I am trying to wrap my head around the tensorization function in order to integrate a custom accelerator, but I am running into a lot of problems and hope that someone can provide some clarity on what is going on under the hood.
I am starting out with a simple matmul:
I = 32
K = 128
J = 64
factor = 16
a_shape = (I, K)
b_shape = (K, J)
c_shape = (I, J)
# calculate A @ B + D = C
a = te.placeholder(a_shape, dtype="int8", name="a_in")
b = te.placeholder(b_shape, dtype="int8", name="b_in")
c = te.placeholder(c_shape, dtype="int32", name="c_out")
k_o = te.reduce_axis((0, K), name="k_o")
res = te.compute(
c_shape,
lambda r_o, c_o: te.sum(
a[r_o, k_o].astype(ENV.inp_dtype)
* b[k_o, c_o].astype(ENV.inp_dtype),
axis=[k_o],
),
name="res",
tag="dense",
)
That is then split into multiple levels:
sch = te.create_schedule(res.op)
outer_i, inner_i = sch[res].split(res.op.axis[0], factor=factor)
outer_j, inner_j = sch[res].split(res.op.axis[1], factor=factor)
outer_k, inner_k = sch[res].split(res.op.reduce_axis[0], factor=factor)
In the end, I want to use tensorize to map the three innermost loops onto hardware. My initial understanding was that tensorize
just tries to map a general “three nested loops with upper bound equals 16” structure. But that turned out to not be the case. If we define the computation and reorder the loops like this
sch[res].reorder(outer_i, outer_j, outer_k,
inner_k, inner_j, inner_i)
And use this intrinsic:
def intrin_gemm(
n: int,
c: int,
m: int,
):
""" GEMM of NxC and CxM matrices"""
a_shape = (n, c)
b_shape = (c, m)
d_shape= (n, m)
rc = te.reduce_axis((0, c), name="ric")
a = te.placeholder(a_shape, dtype=ENV.inp_dtype, name="ifmap_tile")
b = te.placeholder(b_shape, dtype=ENV.wgt_dtype, name="kernel_tile")
d = te.placeholder(d_shape, ENV.inp_dtype, name="out_tile")
Aa = tvm.tir.decl_buffer(a.shape, a.dtype, name="Ifmap_buf", strides=[te.var("aa_s1"), te.var("aa_s2")])
Bb = tvm.tir.decl_buffer(b.shape, b.dtype, name="Kernel_buf", strides=[te.var("bb_s1"), te.var("bb_s2")])

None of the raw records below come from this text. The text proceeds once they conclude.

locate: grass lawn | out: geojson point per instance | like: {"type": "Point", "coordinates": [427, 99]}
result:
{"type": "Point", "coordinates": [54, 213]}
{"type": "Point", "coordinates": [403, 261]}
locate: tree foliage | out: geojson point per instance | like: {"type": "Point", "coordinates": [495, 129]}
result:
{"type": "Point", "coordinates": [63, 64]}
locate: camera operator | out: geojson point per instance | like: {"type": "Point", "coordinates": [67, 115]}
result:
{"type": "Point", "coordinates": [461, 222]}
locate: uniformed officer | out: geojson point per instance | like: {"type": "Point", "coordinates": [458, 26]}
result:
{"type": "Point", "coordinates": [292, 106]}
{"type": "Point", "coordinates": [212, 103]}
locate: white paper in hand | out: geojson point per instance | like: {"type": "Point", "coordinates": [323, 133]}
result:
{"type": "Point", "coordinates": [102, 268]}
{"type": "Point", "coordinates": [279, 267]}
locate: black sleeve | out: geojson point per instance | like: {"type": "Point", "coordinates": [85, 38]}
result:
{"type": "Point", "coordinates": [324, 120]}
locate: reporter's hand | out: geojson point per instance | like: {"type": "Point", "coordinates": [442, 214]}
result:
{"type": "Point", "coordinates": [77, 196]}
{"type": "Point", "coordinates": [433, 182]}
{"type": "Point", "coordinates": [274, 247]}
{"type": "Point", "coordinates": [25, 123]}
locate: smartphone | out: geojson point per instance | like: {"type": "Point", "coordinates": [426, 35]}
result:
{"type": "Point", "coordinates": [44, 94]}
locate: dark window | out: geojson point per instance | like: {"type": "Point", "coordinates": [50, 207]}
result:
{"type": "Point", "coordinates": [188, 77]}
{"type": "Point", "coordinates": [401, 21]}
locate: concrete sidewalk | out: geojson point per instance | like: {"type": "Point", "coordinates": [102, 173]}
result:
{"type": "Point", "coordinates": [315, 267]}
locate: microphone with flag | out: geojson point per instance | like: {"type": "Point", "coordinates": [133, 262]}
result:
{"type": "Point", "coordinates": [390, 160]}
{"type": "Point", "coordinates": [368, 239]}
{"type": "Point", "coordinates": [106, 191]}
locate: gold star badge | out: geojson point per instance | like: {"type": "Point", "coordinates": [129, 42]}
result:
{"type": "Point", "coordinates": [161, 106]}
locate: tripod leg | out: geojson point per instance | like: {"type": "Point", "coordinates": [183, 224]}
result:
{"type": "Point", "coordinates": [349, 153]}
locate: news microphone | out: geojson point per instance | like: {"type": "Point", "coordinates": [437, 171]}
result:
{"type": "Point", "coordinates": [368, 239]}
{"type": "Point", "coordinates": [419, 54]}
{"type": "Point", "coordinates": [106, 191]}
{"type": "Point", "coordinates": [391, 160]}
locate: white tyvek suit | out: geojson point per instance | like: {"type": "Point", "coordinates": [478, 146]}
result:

Dd = tvm.tir.decl_buffer(d.shape, d.dtype, name="Out_buf", strides=[te.var("dd_s1"), te.var("dd_s2")])
res = te.compute(
d_shape,
lambda no, mo: te.sum(
a[no, rc].astype(ENV.inp_dtype)
* b[rc, mo].astype(ENV.inp_dtype),
axis=[rc],
),
name="res"
)
def intrin_func(ins, outs):
ifm, ker = ins
res = outs[0]
def _body():
ib = tvm.tir.ir_builder.create()
ib.emit(
tvm.tir.call_extern(
"",
"gemm_kernel",
)
)
return ib.get()
def _reduce_reset():
ib = tvm.tir.ir_builder.create()
ib.emit(
tvm.tir.call_extern(
"",
"gemm_reduce_reset",
)
)
return ib.get()
def _reduce_update():
ib = tvm.tir.ir_builder.create()
ib.emit(
tvm.tir.call_extern(
"",
"gemm_reduce_update",
)
)
return ib.get()
return _body(), _reduce_reset(), _reduce_update()
return te.decl_tensor_intrin(res.op, intrin_func, binds={a: Aa, b: Bb, d: Dd})
I get an error: Cannot bind a compact buffer res to a strided buffer res_slice with strides [64, 1]
. So, tensorize
requires some information about the buffer layout and access pattern. But according to the tensorize tutorial, TVM should be able to figure out the strides on its own if I let them bind to a te.var
, so why is that not the case?
The second thing I do not get is how loop order effects the outcome of tensorization. If I reorder differently:
sch[res].reorder(outer_i, outer_j, outer_k, inner_k, inner_j, inner_i)
I get another error: TVMError: Bind have an unmet assertion: T.bool(False), on argument tensir_intrin.reduction.extent
. I don’t understand why the different order would not result in the same error, I thought tensorize
just replaces the for loops, regardless of their order. So if that is not the case, how exactly does tensorize
operate?